We should force him to reduce his statements to formal charges, to speak under oath, to prove his accusation.
The courts are the proper venue for such an accuser—but so are the chambers of Congress. The Senate, in particular, has used its power to conduct investigations in aid of legislation to probe into sensational crimes, including the illegal numbers game jueteng, the fertilizer fund scam, and the wave of extrajudicial killings. If the Senate should pass up the chance to help determine the truth of the situation, it will have fallen drastically short of its traditional role—and for what reason?
Recently retired SPO3 Arthur Lascañas enjoyed a formidable reputation in Davao City as someone close to the mayor. Edgar Matobato, who claims he is an original member of the so-called Davao Death Squad, testified in the Senate that Lascañas was the man in charge of the DDS, or that at least he took most of his orders from him.
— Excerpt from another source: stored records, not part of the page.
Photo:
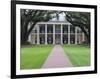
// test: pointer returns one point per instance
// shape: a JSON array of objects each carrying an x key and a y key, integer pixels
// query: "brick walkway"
[{"x": 57, "y": 58}]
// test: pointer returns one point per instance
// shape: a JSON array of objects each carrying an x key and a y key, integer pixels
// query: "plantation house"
[{"x": 53, "y": 32}]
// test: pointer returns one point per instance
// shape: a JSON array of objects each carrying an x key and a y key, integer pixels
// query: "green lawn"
[
  {"x": 33, "y": 57},
  {"x": 79, "y": 55}
]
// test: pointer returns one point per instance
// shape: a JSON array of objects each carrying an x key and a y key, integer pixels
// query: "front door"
[{"x": 57, "y": 39}]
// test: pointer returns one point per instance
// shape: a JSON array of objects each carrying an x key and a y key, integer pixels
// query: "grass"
[
  {"x": 33, "y": 57},
  {"x": 79, "y": 55}
]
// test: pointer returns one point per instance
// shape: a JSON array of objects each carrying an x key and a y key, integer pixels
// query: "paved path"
[{"x": 57, "y": 58}]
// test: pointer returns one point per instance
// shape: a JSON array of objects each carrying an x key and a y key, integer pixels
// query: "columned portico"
[
  {"x": 53, "y": 33},
  {"x": 45, "y": 33},
  {"x": 56, "y": 33}
]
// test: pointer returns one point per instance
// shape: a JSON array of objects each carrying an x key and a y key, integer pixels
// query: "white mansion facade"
[{"x": 56, "y": 33}]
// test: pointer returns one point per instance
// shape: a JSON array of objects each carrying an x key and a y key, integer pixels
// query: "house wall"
[{"x": 56, "y": 33}]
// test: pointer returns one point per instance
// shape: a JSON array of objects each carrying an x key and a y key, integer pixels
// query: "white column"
[
  {"x": 68, "y": 34},
  {"x": 53, "y": 33},
  {"x": 45, "y": 33},
  {"x": 79, "y": 36},
  {"x": 29, "y": 38},
  {"x": 83, "y": 38},
  {"x": 38, "y": 39},
  {"x": 75, "y": 35},
  {"x": 61, "y": 34},
  {"x": 33, "y": 38}
]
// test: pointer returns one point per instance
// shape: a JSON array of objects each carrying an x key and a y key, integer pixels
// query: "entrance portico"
[{"x": 56, "y": 33}]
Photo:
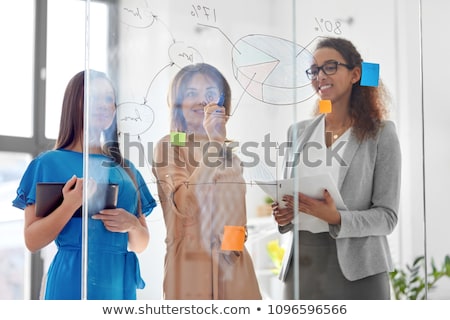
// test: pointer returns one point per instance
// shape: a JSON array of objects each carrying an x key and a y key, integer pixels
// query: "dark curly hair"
[{"x": 367, "y": 104}]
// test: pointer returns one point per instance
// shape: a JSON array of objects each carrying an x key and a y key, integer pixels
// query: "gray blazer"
[{"x": 370, "y": 187}]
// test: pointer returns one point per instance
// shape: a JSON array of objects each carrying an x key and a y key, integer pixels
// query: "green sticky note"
[
  {"x": 178, "y": 139},
  {"x": 370, "y": 74}
]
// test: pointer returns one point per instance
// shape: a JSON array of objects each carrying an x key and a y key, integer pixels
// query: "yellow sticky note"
[
  {"x": 325, "y": 106},
  {"x": 233, "y": 238},
  {"x": 178, "y": 139}
]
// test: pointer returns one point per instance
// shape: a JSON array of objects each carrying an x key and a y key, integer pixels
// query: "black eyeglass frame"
[{"x": 336, "y": 64}]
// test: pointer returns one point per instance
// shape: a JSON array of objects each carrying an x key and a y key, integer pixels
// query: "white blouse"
[{"x": 314, "y": 161}]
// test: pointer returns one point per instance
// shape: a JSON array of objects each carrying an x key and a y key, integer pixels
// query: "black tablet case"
[{"x": 49, "y": 197}]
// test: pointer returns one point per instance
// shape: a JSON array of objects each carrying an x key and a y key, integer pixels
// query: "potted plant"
[{"x": 409, "y": 284}]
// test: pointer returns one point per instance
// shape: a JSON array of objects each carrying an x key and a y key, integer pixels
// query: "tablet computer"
[{"x": 49, "y": 196}]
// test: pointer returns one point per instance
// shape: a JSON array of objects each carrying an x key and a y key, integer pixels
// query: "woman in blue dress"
[{"x": 114, "y": 235}]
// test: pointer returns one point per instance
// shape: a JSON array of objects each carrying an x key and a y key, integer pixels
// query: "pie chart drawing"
[{"x": 272, "y": 69}]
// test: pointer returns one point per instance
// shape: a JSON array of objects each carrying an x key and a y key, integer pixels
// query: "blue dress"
[{"x": 112, "y": 271}]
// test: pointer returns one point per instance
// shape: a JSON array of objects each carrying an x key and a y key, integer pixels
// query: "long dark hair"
[
  {"x": 367, "y": 104},
  {"x": 71, "y": 126},
  {"x": 178, "y": 87}
]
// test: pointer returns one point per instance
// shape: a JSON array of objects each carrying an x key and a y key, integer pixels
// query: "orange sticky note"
[
  {"x": 325, "y": 106},
  {"x": 233, "y": 238},
  {"x": 178, "y": 139}
]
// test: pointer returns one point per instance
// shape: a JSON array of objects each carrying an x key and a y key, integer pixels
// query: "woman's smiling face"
[
  {"x": 337, "y": 86},
  {"x": 200, "y": 91}
]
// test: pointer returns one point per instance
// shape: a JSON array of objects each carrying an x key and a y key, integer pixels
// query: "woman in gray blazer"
[{"x": 343, "y": 253}]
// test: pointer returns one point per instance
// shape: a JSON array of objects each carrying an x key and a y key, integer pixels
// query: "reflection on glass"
[{"x": 12, "y": 249}]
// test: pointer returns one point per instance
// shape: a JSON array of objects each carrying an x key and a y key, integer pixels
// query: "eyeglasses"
[{"x": 329, "y": 68}]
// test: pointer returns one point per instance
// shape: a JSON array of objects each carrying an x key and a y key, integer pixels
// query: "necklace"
[{"x": 331, "y": 136}]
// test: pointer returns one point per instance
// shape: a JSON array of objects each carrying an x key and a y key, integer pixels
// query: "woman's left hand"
[
  {"x": 117, "y": 220},
  {"x": 324, "y": 209}
]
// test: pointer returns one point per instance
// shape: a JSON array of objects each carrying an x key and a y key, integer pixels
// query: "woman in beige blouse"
[{"x": 202, "y": 194}]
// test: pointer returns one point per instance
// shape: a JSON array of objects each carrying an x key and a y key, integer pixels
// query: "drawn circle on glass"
[{"x": 182, "y": 55}]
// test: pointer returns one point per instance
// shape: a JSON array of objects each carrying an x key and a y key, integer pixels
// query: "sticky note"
[
  {"x": 178, "y": 139},
  {"x": 325, "y": 106},
  {"x": 233, "y": 238},
  {"x": 370, "y": 74}
]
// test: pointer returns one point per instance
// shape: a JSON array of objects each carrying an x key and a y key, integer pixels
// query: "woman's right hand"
[{"x": 283, "y": 216}]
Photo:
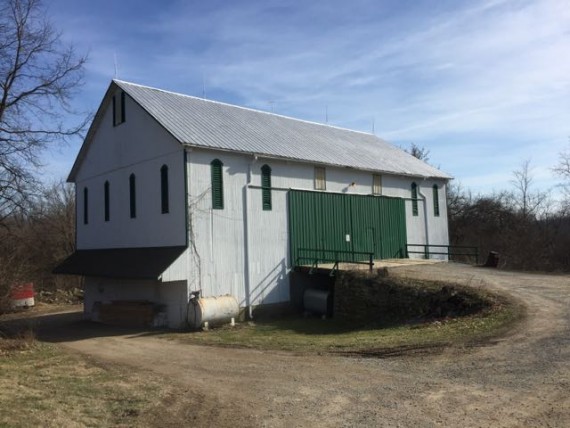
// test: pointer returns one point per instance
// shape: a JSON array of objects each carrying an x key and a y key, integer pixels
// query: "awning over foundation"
[{"x": 135, "y": 263}]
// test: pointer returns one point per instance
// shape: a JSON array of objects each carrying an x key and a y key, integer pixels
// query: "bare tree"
[
  {"x": 39, "y": 75},
  {"x": 527, "y": 200},
  {"x": 563, "y": 166},
  {"x": 562, "y": 169}
]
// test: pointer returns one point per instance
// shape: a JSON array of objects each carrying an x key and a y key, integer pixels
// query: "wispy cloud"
[{"x": 477, "y": 83}]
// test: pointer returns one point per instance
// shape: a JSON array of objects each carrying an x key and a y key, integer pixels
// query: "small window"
[
  {"x": 85, "y": 205},
  {"x": 107, "y": 202},
  {"x": 266, "y": 187},
  {"x": 435, "y": 200},
  {"x": 320, "y": 178},
  {"x": 217, "y": 184},
  {"x": 376, "y": 184},
  {"x": 118, "y": 109},
  {"x": 133, "y": 195},
  {"x": 414, "y": 199},
  {"x": 164, "y": 200}
]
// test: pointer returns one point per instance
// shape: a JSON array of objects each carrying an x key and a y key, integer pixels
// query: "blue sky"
[{"x": 483, "y": 85}]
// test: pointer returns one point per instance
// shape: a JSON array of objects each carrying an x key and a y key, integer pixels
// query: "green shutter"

In his first appearance at the Senate, Lascañas denied the existence of the DDS and his alleged role in it. Now he has gone back on all that. He now asserts that the DDS does in fact exist, and that he took part in the killings. He is waiting for the Senate to call him back, so he can testify under oath.
Political allies of the President like Sen. Dick Gordon will fear that the mere conduct of an inquiry will already be politically damaging; that is a risk. But it isn’t easy to sever ties with the most powerful man in the country; Lascañas has turned his life upside down. The Senate should take that into consideration, and hear the man out.
Desperate times call for desperate measures, and sometimes desperate measures include desperate lies. Presidential Communications Secretary Martin Andanar foolishly impugned the integrity of Senate reporters on Monday when he passed along information he said he received claiming that the Senate press corps had received $1,000 for reporting on the Lascañas news conference.
This is absurd on its face; no idiot would pay any amount of money when the very conditions lend themselves to a news event: A former policeman accusing the President of conspiracy to commit murder, right inside the Senate. It is also absurd any other way you look at it. There was no bribe money, period. In the face of Arthur Lascañas’ revelations, Andanar had no proof, only speculation. He should apologize.